Holistic Treatment of Anxiety in Teens
Many teens find themselves unable to cope with the demands and stressors of adolescence, a period characterized by rapid developmental changes in multiple domains (e.g., physical, emotional, cognitive, hormonal, sexual).
Sometimes teens experience distress severe enough to meet the criteria for mental health conditions, such as anxiety disorders. The present article will discuss the holistic management of anxiety disorders, which are prevalent during adolescence and can cause significant impairment and dysfunction.
Anxiety disorders in teens
According to the National Comorbidity Survey Adolescent Supplement, almost one in three adolescents has experienced (or will experience) an anxiety disorder.
Some common anxiety disorders in teens include generalized anxiety disorder, phobias (particularly social phobia), and panic disorder. A brief description of these disorders, as defined in the Diagnostic and Statistical Manual of Mental Disorders (DSM–5), follows below.
Generalized anxiety disorder:
The key feature of this disorder is excessive and uncontrollable worry (e.g., about an upcoming test). Other symptoms are restlessness, tension, irritability, concentration problems, sleep difficulties, and becoming fatigued easily.

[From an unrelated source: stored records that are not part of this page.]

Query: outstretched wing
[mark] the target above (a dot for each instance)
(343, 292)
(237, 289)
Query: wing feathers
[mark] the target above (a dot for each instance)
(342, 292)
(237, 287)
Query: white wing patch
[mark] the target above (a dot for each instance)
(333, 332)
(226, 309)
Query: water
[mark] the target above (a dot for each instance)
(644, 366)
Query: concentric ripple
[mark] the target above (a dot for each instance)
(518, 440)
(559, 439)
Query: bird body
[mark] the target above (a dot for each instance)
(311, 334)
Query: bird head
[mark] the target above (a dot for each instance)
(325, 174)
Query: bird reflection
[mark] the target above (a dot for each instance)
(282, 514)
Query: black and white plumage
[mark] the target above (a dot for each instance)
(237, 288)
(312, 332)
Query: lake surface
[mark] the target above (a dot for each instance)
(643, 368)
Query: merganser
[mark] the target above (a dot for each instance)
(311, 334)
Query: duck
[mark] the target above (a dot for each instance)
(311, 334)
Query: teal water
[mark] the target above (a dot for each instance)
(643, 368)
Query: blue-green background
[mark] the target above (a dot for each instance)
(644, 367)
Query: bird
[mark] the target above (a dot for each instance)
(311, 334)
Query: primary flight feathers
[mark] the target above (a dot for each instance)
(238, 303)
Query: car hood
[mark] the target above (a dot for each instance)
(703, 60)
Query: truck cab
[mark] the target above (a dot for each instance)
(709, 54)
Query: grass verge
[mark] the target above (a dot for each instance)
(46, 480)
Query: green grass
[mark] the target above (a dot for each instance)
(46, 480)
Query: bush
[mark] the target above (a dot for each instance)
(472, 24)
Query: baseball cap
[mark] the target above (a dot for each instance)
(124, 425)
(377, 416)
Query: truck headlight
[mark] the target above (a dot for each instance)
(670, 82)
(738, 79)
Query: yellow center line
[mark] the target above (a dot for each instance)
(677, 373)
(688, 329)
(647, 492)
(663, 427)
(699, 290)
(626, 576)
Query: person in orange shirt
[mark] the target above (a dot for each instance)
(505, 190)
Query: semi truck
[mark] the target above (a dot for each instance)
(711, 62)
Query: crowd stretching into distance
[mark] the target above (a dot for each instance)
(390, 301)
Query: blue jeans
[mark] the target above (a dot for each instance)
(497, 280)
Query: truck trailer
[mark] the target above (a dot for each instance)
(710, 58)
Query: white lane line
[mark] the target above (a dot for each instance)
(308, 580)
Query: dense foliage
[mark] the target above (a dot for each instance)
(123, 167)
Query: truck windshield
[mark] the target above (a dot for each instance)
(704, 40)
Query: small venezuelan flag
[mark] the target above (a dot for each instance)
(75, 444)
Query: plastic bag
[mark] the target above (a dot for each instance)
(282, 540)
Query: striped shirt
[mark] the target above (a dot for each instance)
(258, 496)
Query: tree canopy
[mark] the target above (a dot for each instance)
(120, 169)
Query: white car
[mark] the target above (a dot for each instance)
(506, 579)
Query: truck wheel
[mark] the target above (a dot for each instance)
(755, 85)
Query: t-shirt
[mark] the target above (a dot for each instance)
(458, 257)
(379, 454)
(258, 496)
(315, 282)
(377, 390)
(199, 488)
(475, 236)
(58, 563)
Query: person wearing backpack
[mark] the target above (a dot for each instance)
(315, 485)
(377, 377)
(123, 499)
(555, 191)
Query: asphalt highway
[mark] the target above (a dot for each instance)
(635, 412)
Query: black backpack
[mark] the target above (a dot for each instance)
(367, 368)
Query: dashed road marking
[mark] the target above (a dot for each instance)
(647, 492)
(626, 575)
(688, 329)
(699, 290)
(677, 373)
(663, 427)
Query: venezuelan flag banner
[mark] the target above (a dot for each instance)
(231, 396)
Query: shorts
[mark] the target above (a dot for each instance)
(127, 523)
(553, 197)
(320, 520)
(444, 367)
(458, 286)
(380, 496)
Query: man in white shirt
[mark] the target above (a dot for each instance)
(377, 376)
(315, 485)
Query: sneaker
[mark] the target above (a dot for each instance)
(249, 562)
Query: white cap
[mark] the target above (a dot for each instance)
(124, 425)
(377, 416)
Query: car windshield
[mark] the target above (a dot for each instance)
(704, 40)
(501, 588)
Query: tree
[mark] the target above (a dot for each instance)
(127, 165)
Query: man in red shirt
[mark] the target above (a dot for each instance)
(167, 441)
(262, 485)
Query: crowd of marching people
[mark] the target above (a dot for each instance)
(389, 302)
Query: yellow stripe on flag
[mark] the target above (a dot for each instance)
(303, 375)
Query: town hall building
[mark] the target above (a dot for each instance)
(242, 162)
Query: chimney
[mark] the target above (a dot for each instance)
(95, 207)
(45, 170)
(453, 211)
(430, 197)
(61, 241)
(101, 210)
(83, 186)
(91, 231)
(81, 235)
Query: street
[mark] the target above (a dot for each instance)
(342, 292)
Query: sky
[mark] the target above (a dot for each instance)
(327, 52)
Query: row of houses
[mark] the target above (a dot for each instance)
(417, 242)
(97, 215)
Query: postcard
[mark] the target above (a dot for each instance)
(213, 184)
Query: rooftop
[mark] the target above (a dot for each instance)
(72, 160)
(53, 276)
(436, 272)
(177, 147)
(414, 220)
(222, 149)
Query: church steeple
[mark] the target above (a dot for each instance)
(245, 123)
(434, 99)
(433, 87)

This condition is characterized by panic attacks that have no obvious triggers (e.g., experiencing an attack while reading). Panic attacks are sudden surges of fear and are associated with symptoms like sweating, chills, nausea, and fear of going crazy or dying.
Also called social anxiety disorder, social phobia is associated with severe anxiety in social situations where one might be evaluated negatively (e.g., meeting strangers at a party, eating in the cafeteria, delivering an oral presentation in class).
Treatments for anxiety disorders in Teens
Anxiety disorders are typically treated with drugs usually referred to as antidepressants. Commonly prescribed antidepressants for anxiety disorders include SSRIs (selective serotonin reuptake inhibitors), like Prozac, and SNRIs (serotonin-norepinephrine reuptake inhibitors), like Cymbalta.
However, compared to a purely pharmacological approach (i.e. use of medications), a holistic approach is more likely to be successful. Why? Because medications will not help solve all the problems that cause or contribute to anxiety disorders. And because some adolescents are less likely to adhere to their medications (due to the drugs’ adverse effects).
A holistic approach uses a variety of tools to address not just the anxiety symptoms but also other issues that affect one’s well-being. For instance, it helps young people learn how to improve their sleep habits, eat more nutritious food, become more physically active, develop healthy routines (e.g., practice relaxation techniques before going to bed), and build a strong social support network.
Types of Common Therapies for Treatment of Anxiety in Teens
Toward this goal, clinicians might also use therapies like biofeedback, hypnosis, music therapy, progressive muscle relaxation, and yoga.
As for psychotherapy, depending on the person’s needs, a variety of modalities might be employed (e.g., psychodynamic psychotherapy, family therapy). Given the scientific support it has received, chances are that one modality most recommended will be cognitive behavioral therapy (CBT).
CBT targets anxiety-related cognitions (e.g., selective attention to cues of danger), behaviors (e.g., avoidance), and physiological reactions (e.g., muscle tension). Individuals receiving CBT will learn how to become more self-aware, manage somatic symptoms of anxiety, challenge maladaptive thoughts and expectations, engage in positive self-talk, and gradually expose and desensitize themselves to what they feel anxious about (e.g., socializing, dating, sports participation).
Let me end by noting that it is important to treat anxiety disorders early because they can result in dysfunction and impede developmentally appropriate activities. For instance, severe anxiety negatively impacts friendship, dating, sports participation, and academic performance.
But by teaching them how to manage their anxiety successfully—using not just medications but other tools available to us (e.g., therapy, exercise, nutrition)—we can help adolescents find their strength and become more resilient.